Это был еще один изгнанный Васькой третьекурсник — Валера Гаузбрандт. Мы мало общались в Одессе, он смотрел на меня искоса, — я упорно называл его «брандспойтом». К тому же он был красавец, герой-любовник, все находили, что он похож на Пастернака, он и был похож, точнее, на написанный позже Катаевым портрет Пастернака, на Мулата.
Гаузбрандт рассказал, что он только что из Одессы, ему сделали справку, справку эту он сейчас отнесет в учебную часть, и мы пойдем, и я все расскажу. И я все рассказал, подробно и откровенно, стараясь не путаться в ощущениях, как не самому себе даже, а лучшему другу. Тонкий Гауз это почувствовал и растрогался до слез.
«Не знаю, — размышлял я, — стоит ли вообще здесь оставаться. Нужно, видимо, ехать домой, все рассказать, загреметь в армию, становиться мужчиной». Гаузбрандт горячо возражал, что все это успеется, надо дождаться Майко, он клевый мужик, кроме того, есть через кого поднажать, если надо, и мы зададим такого шороха на этом болоте…
— Ты понимаешь, тут все проверяется — кто был на корню жлоб с деревянной мордой, как твой Шева, тот им и оказывается. Не с кем слова перемолвить, — почти плакал Валера.
Мы сидели в шашлычной на улице Ленина, ели бастурму и запивали черным пуркарским.

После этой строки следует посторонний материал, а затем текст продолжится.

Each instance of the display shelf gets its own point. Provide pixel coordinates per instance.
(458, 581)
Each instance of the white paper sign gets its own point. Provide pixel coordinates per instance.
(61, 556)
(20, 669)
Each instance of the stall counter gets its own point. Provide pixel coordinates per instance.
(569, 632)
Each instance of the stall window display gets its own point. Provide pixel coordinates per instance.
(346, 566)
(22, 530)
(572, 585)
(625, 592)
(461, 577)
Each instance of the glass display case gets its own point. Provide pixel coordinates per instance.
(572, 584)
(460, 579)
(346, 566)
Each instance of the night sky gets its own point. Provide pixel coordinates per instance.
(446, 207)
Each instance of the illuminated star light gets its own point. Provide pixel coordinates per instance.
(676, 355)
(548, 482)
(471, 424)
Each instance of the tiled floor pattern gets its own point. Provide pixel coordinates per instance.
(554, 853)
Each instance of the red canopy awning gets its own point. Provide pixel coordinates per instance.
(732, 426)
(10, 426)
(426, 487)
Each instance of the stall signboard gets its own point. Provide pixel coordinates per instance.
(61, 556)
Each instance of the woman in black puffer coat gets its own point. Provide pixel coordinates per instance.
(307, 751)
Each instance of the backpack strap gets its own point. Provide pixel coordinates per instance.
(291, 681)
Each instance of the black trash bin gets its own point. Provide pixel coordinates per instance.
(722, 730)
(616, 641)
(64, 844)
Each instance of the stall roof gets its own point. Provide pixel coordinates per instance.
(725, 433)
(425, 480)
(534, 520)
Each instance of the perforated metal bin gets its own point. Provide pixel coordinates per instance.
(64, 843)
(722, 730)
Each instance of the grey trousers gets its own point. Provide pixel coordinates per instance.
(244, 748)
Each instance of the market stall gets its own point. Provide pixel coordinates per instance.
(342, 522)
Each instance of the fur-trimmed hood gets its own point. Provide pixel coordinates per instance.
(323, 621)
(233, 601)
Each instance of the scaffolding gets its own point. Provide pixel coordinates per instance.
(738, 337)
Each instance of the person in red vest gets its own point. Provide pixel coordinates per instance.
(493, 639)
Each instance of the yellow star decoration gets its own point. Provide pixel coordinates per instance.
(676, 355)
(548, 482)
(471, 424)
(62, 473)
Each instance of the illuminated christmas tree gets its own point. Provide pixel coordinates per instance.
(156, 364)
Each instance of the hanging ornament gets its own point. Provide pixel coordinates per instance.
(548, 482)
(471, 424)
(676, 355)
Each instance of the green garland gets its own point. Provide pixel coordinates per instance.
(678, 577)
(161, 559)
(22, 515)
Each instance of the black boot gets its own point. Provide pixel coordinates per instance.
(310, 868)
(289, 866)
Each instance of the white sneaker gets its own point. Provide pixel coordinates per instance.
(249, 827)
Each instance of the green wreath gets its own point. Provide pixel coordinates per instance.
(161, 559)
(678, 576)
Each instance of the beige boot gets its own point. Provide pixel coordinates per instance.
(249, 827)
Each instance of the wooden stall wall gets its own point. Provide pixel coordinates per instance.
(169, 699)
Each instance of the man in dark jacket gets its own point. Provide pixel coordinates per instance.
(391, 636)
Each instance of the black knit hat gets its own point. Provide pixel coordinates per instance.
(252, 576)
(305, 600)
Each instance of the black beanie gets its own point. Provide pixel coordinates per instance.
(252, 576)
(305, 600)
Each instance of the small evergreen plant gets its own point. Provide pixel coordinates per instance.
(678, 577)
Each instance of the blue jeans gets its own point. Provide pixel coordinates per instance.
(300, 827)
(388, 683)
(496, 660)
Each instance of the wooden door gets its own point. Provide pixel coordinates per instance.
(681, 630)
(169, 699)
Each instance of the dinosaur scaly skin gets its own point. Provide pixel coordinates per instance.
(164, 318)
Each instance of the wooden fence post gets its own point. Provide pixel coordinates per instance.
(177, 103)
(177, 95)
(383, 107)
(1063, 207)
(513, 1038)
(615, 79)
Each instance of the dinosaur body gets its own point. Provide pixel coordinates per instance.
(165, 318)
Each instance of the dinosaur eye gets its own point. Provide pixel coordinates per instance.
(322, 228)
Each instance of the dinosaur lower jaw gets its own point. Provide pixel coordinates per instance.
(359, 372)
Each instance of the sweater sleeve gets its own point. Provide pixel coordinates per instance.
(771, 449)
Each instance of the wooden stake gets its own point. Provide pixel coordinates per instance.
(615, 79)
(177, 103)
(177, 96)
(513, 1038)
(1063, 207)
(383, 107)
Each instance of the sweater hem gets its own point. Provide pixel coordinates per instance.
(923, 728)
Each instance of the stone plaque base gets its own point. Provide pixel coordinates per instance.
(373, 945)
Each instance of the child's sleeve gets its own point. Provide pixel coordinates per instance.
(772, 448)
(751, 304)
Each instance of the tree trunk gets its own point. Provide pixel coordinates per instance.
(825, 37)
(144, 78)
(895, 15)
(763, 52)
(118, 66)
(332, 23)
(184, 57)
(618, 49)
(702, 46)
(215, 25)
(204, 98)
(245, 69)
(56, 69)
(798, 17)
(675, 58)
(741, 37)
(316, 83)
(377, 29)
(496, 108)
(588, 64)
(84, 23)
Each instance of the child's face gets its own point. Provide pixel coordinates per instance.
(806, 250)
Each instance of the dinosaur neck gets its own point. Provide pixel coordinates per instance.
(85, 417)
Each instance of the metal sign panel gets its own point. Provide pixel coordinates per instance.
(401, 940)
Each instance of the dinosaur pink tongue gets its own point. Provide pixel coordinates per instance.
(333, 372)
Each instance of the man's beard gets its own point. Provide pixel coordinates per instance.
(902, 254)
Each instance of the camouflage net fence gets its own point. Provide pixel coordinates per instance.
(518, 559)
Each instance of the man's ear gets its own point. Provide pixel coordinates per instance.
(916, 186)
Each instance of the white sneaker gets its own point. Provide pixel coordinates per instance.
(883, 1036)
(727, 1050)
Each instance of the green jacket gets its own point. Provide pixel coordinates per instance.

— Хавай, хавай, — не сводил с меня материнского взгляда Валера, — бабки есть, до степухи хватит, а нет — достанем.
Удивительно и страшно, какой неограниченный кредит дает мне судьба, не говоря уже о главном —
Проматываясь, в нестерпимой тягеК одной из самых благодарных магий,Так много позаимствовал добра,Что даже галилейскому бродягеЯ задолжал таланта полтора —не говоря уже о главном —ангел-хранитель внимателен ко мне по пустякам.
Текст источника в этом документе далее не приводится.